Technical information
- Licensing authority: FCC
- Facility ID: 67280
- Class: D
- Power: 5,000 watts day 1,000 watts critical hours
- Transmitter coordinates: 35°21′41.00″N 85°22′33.00″W﻿ / ﻿35.3613889°N 85.3758333°W
- Translators: W227DM (93.3 MHz, Dunlap)

Links
- Public license information: Public file; LMS;
- Website: www.countryroads933.com

= WSDQ =

WSDQ (93.3 FM and 1190 AM, "Country Roads 93.3"), is a radio station broadcasting a country music format. Licensed in Dunlap, Tennessee, United States, the station is currently owned by S. Travis Hickman and features a country music format with local personalities and programming along with news and features from ABC News Radio, Westwood One, and others. WSDQ's AM signal at 1190 kHz, operates as a daytime-only, Class D non-directional AM station at 5,000 watts daytime and 1,000 watts critical hours, while the co-located FM translator (W227DM 93.3 FM) is allowed to operate around the clock.

==History==
WSDQ was first licensed and went on the air January 8, 1981 as WSVC-AM; licensed to Harry J. Morgan and Morgan Broadcasting Company. The station's application to the FCC from March 24, 1980, had originally called for the station to be licensed as a 500 watt station, which was later upgraded around 1982. Later, Morgan sold then WSVC to McMinnville, Tennessee native, Tollye Wayne Tittsworth (or "Tollye Wayne" as he used on the air), who assumed control and ownership of the stations until his death in 1999. Under his ownership the call-letters changed to WSDQ in 1986.

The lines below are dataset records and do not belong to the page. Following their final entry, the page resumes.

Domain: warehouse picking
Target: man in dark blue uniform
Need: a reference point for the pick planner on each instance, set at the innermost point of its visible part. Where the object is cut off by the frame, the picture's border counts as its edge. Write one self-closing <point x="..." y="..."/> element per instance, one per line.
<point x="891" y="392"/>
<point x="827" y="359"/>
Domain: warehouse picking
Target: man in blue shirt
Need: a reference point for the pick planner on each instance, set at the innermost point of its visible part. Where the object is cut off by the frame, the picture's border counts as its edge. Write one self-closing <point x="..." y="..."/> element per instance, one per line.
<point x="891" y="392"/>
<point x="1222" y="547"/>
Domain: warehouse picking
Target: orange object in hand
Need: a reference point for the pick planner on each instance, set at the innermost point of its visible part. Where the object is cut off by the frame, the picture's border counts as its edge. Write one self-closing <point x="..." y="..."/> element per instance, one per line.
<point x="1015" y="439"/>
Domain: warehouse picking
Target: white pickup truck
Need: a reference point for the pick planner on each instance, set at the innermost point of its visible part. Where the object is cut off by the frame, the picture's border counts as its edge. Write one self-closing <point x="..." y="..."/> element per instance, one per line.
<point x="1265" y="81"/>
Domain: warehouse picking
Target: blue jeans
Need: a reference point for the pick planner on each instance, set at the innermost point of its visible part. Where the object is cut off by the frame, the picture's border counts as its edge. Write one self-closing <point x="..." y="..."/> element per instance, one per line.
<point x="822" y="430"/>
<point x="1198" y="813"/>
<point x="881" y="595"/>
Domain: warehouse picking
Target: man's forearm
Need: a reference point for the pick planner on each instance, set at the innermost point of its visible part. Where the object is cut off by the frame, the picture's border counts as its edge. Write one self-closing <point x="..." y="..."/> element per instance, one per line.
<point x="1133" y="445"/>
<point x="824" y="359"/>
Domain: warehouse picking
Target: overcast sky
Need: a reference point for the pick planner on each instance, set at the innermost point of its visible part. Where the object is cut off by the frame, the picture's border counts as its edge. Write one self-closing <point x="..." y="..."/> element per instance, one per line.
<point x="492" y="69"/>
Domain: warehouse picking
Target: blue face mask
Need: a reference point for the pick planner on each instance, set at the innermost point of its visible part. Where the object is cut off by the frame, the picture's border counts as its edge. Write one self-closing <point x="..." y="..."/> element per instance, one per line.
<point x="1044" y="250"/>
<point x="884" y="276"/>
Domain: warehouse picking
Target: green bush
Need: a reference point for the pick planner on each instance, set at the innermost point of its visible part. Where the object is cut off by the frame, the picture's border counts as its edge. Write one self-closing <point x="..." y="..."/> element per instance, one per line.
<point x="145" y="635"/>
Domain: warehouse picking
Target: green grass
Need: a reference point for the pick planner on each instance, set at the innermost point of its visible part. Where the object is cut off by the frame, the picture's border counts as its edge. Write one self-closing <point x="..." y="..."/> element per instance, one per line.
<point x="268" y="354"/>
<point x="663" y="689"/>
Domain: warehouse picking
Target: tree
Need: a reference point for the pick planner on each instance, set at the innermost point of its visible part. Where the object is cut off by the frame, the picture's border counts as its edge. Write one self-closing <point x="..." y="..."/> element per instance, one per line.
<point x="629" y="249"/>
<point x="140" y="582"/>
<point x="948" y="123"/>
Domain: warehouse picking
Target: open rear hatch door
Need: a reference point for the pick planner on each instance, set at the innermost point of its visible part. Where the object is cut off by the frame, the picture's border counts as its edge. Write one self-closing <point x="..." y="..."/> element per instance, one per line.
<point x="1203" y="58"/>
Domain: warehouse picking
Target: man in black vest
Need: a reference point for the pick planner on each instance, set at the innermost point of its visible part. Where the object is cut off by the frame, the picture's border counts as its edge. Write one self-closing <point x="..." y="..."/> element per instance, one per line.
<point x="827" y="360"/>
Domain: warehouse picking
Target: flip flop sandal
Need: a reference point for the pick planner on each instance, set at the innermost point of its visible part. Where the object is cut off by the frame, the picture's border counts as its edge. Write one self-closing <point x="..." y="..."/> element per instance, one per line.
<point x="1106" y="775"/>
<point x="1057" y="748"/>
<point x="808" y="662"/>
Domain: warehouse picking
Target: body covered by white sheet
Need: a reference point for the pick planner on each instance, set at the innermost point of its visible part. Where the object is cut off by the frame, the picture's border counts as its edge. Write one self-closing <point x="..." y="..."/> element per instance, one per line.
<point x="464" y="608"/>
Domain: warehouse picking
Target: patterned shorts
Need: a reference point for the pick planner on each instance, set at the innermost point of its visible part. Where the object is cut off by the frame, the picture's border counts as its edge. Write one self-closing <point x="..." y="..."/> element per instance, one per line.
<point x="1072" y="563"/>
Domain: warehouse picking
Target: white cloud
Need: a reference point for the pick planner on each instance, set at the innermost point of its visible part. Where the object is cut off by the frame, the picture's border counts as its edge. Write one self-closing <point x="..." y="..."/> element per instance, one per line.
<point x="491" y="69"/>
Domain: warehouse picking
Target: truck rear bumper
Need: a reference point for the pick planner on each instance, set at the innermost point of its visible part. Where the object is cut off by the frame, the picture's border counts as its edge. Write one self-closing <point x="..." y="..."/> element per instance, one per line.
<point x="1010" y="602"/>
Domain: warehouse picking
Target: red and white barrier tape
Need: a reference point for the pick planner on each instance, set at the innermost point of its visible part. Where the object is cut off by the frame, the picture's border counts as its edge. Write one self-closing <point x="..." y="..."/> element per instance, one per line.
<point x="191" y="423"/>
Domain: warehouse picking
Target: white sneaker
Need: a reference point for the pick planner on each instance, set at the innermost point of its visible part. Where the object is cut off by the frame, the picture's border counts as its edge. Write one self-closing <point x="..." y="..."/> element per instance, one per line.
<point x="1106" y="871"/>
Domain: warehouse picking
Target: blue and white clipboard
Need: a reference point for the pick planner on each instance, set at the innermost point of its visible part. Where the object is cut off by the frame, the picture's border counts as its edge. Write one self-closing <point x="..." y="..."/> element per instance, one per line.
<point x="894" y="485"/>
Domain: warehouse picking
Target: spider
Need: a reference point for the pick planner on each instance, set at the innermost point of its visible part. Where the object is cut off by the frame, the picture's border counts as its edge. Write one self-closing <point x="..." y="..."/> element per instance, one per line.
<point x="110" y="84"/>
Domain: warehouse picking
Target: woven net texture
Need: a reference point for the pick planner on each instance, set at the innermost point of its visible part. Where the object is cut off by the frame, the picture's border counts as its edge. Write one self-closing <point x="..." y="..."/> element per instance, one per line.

Following Tittsworth's death in 1999, WSDQ was later sold by his heirs to Double R Communications, LLC (later Rodgson, Inc.), which was then-owner and licensee of WEPG in nearby South Pittsburg, Tennessee. Rodgson, Inc. transferred control of the licenses to Hickman (dba Tennessee Valley Broadcasting) in 2016.

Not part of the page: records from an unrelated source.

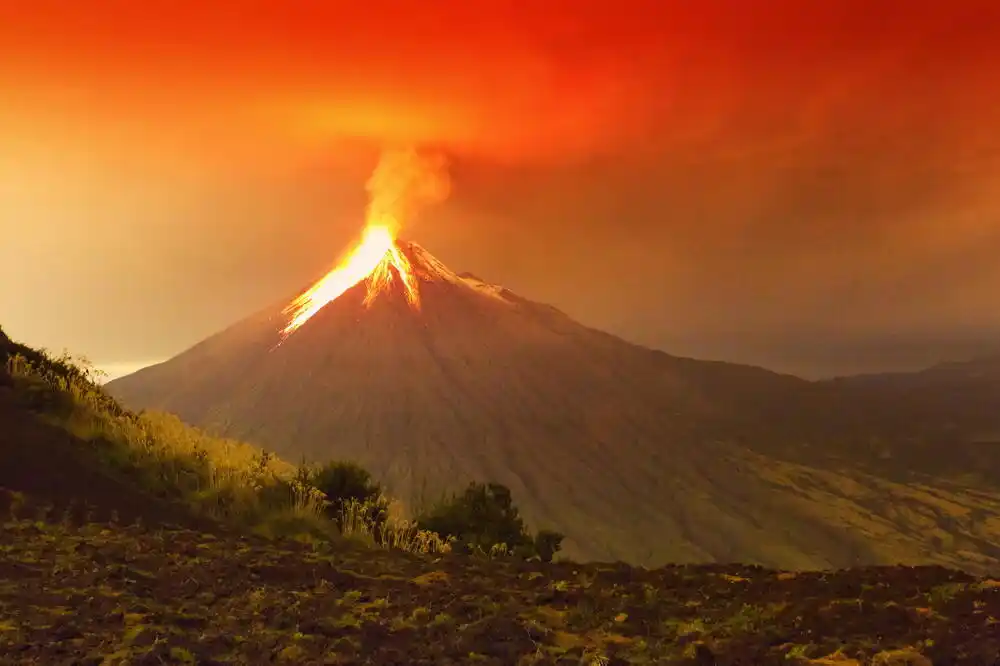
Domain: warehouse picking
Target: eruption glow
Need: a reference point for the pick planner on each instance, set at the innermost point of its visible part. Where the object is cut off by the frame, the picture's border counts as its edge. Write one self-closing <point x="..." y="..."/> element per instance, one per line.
<point x="402" y="182"/>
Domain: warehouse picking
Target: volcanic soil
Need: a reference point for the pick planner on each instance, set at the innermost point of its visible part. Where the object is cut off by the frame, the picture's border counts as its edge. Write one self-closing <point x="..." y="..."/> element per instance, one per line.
<point x="108" y="593"/>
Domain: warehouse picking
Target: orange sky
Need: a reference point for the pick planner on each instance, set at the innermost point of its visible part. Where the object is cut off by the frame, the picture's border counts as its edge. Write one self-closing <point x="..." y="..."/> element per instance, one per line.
<point x="719" y="178"/>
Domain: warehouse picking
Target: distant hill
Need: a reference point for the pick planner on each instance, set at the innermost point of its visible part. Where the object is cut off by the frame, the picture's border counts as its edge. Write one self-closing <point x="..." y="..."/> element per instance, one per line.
<point x="633" y="453"/>
<point x="46" y="467"/>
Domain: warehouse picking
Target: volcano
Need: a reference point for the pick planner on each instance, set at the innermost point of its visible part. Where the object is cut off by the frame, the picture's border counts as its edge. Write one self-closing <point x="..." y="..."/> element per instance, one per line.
<point x="431" y="379"/>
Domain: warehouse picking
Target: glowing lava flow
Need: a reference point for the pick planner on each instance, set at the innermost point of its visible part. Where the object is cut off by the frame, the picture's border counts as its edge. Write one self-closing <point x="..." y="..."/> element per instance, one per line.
<point x="372" y="260"/>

WSDQ has played a country format since it signed on the air and has always had a focus on local programming, news, sports and information for its community of license. WSDQ still utilizes the original broadcast tower, which was erected circa 1980, and which has a height of 190 ft. The tower borders the Sequatchie River along Old York Hwy East, just to the East of the Sequatchie County courthouse and town center.

Travis Hickman, the station's current owner and General Manager, has been with WSDQ since it was acquired from the Tittsworth family in 2002, and has been with sister station WEPG since 1982. As part of the format, WSDQ also filters in some Bluegrass from time to time. WSDQ is a big supporter of "The Mother Church of Country Music." The world-famous Grand Ole Opry.

WSDQ's popular morning "Tradio" classifieds show has been a staple of the station since the mid-1980s. Tradio's name changed to "Swap & Shop" to match sister station WEPG's longtime successful show of the same name, which has been a mainstay on that station since the 1950s.